By Sean Krummerich
Loyola University Student Historical Journal, Vol. 30 (1998-1999)
Introduction: Throughout history a number of states and individuals have aspired to the goal of establishing their rule over the entire world, and many of these have managed to establish large empires encompassing vast stretches of land and a spectrum of diverse peoples. Some of the best known of these multinational empires were the Roman, Habsburg and Russian empires.
No less impressive than these is that multinational empire which figured prominently in the history of Europe and the Middle East, the empire established by the Ottoman Turks. The Ottoman state was founded in the early 1300s as one of many small Turkish states in Anatolia by the hand of Osman, from whom the names “House of Osman” (the designation of the ruling family) and “Ottoman” are derived.
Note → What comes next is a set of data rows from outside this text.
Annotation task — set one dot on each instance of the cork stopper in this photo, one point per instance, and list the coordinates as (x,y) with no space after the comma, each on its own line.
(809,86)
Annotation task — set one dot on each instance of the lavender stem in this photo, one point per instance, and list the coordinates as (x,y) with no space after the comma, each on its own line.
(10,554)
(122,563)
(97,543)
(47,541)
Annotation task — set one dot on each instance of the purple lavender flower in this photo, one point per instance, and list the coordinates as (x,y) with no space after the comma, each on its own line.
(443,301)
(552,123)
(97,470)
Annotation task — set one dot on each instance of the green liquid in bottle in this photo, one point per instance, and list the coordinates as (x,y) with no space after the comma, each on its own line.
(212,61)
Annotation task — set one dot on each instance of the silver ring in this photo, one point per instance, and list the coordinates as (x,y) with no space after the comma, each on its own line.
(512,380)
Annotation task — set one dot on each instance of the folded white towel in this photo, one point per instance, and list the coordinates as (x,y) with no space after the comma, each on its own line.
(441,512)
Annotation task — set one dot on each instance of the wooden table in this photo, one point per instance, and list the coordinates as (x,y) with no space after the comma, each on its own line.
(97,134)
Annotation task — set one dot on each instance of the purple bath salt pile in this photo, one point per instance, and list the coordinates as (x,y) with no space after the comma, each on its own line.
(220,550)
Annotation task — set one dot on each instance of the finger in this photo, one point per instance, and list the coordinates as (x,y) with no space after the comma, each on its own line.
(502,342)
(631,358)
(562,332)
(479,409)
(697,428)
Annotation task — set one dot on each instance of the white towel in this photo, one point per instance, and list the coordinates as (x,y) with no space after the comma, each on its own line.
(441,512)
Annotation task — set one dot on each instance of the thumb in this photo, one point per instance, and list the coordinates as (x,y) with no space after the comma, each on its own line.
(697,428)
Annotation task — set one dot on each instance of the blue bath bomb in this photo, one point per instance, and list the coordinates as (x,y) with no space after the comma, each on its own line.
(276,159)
The state steadily grew under Osman’s successors, and, by the time of the battle of Kosovo in 1389 the Ottomans held extensive areas of land in Anatolia and Eastern Europe. And while state suffered a temporary setback in 1402 when the Turks were defeated by the forces of Tamerlane, it was able to recover.
It was under the reign of Mehmed II (1444-81) that the Ottomans realized their longtime goal of conquering the city of Constantinople (1453), which became the new Ottoman capital of Istanbul. The reign of Selim I saw relatively little advance in Eastern Europe but saw the conquest of the Arab Mamluk state of Egypt in 1517, bringing most of the Arab world under Ottoman control. Suleiman I (1520-1566, known as “the Magnificent”) expanded the empire in Eastern Europe by taking most of Hungary, preventing the Habsburgs from gaining control of the area. It is this “golden age” of Ottoman expansion (from the time of the fall of Constantinople in 1453 to the death of Suleiman in 1566) with which this study will be concerned. At its height, the empire of the Ottoman Turks ruled over a Balkan population that included Turks, Greeks, Serbs, Albanians, Bulgarians, Romanians, and Magyars.